CMA gives the all clear to Tesco-Booker merger
Written by Chris Lemmon
Following an in-depth review, the Competition and Markets Authority (CMA) has concluded that Tesco’s purchase of Booker raises no competition concerns.
A group of independent panel members at the CMA found that Tesco, as a retailer, and Booker, as a wholesaler, do not compete head-to-head in most of their activities. The group did consider the impact that the deal would have on stores such as Premier, Londis and Budgens, which Booker is the main supplier to.
The CMA determined that Booker does not own the shops it supplies and these retailers are free to set their prices and decide which products to stock. So, although these shops compete with Tesco, Booker cannot directly determine how they compete.

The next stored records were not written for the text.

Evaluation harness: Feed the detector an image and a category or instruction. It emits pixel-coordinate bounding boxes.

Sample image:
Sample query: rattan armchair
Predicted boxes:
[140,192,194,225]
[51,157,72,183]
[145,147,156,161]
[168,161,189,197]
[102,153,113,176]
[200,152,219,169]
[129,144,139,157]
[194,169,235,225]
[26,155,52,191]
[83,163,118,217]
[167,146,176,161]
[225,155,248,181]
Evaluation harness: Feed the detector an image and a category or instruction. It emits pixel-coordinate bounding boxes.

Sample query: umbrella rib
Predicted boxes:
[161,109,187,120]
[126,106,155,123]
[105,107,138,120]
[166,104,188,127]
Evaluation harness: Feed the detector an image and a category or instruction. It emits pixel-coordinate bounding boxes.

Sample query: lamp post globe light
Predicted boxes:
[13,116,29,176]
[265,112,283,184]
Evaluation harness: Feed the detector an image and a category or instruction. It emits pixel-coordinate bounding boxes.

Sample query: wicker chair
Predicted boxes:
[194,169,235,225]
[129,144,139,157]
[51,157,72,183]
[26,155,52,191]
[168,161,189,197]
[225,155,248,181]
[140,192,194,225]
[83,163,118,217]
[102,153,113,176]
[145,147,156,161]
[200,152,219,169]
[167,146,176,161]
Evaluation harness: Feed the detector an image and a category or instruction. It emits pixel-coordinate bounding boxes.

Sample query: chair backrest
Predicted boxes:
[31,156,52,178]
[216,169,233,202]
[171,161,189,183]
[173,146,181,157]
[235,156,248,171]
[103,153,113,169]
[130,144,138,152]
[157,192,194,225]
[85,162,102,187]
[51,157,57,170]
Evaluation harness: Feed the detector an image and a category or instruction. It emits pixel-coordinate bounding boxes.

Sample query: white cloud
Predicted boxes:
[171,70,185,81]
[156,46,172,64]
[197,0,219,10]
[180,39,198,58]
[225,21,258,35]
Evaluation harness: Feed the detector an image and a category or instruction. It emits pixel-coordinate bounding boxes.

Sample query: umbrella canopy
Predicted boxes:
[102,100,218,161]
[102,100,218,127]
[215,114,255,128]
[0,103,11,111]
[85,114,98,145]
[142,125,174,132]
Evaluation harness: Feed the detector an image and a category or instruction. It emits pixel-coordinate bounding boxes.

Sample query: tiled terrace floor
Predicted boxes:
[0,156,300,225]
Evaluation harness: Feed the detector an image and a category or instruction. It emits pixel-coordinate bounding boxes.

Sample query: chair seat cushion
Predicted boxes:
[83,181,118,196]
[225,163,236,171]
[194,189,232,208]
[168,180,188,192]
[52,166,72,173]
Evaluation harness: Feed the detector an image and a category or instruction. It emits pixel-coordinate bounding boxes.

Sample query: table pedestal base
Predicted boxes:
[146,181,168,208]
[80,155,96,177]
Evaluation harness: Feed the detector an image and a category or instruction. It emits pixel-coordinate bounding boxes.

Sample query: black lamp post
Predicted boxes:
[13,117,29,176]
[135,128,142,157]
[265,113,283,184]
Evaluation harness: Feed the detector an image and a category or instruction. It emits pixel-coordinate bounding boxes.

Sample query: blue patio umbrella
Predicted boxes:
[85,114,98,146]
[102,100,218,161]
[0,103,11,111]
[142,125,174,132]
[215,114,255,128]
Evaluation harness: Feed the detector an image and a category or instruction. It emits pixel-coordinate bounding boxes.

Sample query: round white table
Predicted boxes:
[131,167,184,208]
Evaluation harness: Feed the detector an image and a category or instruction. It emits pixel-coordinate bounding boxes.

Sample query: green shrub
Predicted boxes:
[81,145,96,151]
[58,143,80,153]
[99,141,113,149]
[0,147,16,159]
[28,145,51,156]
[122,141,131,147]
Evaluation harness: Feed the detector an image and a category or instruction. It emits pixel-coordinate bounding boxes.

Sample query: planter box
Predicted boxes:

Given Tesco’s influence generally in the retail sector, the CMA also examined whether the merged company could raise prices or reduce service quality at either the wholesale or retail levels. It found that existing strong competition in wholesale and retail made this unlikely.
The CMA also considered concerns that, after the merger, Booker would be able to use Tesco’s buying power to purchase groceries from suppliers at lower prices and that other wholesalers might not be able to compete. This could lead to Booker eventually raising its prices if the choice did not then exist to keep prices competitive. But the CMA concluded that the wholesale market would remain competitive in the longer term, noting that Booker’s share of the UK grocery wholesaling market was not sufficient to justify these longer-term concerns.

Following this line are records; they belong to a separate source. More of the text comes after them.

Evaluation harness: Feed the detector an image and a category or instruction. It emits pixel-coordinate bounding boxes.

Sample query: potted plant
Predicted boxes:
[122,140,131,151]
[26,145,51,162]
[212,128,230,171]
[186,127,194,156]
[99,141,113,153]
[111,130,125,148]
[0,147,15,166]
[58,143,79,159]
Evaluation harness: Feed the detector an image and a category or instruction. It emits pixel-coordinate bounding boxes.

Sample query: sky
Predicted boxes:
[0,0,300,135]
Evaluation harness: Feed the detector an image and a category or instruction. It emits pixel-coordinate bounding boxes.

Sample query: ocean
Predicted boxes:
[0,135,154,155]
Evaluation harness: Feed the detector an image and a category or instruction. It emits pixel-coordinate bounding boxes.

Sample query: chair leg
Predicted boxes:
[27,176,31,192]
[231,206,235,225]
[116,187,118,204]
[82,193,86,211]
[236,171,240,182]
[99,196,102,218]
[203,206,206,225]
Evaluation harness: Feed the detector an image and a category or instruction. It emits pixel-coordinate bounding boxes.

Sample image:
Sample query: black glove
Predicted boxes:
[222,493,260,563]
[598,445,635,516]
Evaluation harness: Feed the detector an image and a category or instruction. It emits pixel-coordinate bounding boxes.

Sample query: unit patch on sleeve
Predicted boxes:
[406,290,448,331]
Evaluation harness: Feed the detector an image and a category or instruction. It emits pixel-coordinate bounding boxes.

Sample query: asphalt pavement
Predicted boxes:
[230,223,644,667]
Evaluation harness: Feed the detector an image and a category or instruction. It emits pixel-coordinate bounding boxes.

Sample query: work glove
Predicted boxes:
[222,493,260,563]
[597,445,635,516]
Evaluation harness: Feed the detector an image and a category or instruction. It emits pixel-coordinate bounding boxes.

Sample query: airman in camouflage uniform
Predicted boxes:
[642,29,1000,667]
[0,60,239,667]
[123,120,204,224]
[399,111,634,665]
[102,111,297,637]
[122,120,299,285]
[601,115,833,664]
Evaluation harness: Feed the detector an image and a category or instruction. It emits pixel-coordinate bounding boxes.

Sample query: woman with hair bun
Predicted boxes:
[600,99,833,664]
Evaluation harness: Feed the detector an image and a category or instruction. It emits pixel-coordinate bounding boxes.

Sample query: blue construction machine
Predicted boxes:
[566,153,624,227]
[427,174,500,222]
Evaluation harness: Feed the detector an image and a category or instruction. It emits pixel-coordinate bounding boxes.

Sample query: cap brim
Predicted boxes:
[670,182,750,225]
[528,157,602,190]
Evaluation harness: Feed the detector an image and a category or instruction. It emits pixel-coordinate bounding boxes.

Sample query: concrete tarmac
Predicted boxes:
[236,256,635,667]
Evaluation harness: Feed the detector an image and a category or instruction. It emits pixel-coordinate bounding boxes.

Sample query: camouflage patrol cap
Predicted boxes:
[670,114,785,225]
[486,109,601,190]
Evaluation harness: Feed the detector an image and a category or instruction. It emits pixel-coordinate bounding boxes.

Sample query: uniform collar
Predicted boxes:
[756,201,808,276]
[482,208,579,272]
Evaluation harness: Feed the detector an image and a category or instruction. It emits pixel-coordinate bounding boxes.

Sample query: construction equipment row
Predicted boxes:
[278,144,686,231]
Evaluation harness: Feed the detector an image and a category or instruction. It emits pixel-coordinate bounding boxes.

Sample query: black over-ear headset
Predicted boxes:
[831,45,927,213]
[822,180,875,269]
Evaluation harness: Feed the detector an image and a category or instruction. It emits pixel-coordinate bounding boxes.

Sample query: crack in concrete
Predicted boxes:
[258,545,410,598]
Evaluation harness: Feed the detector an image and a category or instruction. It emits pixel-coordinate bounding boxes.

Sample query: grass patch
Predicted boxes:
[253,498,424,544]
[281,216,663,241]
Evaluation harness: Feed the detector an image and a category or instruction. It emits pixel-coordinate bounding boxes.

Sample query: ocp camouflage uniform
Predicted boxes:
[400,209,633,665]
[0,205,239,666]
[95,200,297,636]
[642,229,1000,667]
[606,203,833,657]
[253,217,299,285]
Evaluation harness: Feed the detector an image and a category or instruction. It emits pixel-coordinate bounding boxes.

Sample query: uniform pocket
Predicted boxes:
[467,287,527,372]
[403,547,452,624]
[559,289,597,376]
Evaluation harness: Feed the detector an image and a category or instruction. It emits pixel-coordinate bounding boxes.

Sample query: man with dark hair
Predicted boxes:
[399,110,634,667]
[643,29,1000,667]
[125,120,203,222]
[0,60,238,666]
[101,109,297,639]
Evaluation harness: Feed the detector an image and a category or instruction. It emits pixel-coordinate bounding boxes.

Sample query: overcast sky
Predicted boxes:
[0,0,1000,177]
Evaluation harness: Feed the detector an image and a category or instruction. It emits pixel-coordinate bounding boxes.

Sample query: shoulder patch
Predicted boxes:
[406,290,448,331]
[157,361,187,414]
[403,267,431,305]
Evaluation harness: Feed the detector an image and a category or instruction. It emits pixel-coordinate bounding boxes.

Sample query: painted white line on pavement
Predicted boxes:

Simon Polito, chair of the inquiry group, said: “We have carefully listened to feedback from retailers and wholesalers who operate in what are highly competitive UK retail and wholesale sectors. Retailers have told us that they shop around for the best prices and service from their wholesaler, and we are confident that this will continue after Tesco buys Booker.
“This has been an important investigation for us. Millions of people use their local supermarket or convenience store to buy their groceries or essentials, so it is vital that they have enough choice to secure the best deal for them. Having examined the evidence in depth, we are satisfied this will remain the case following the merger.”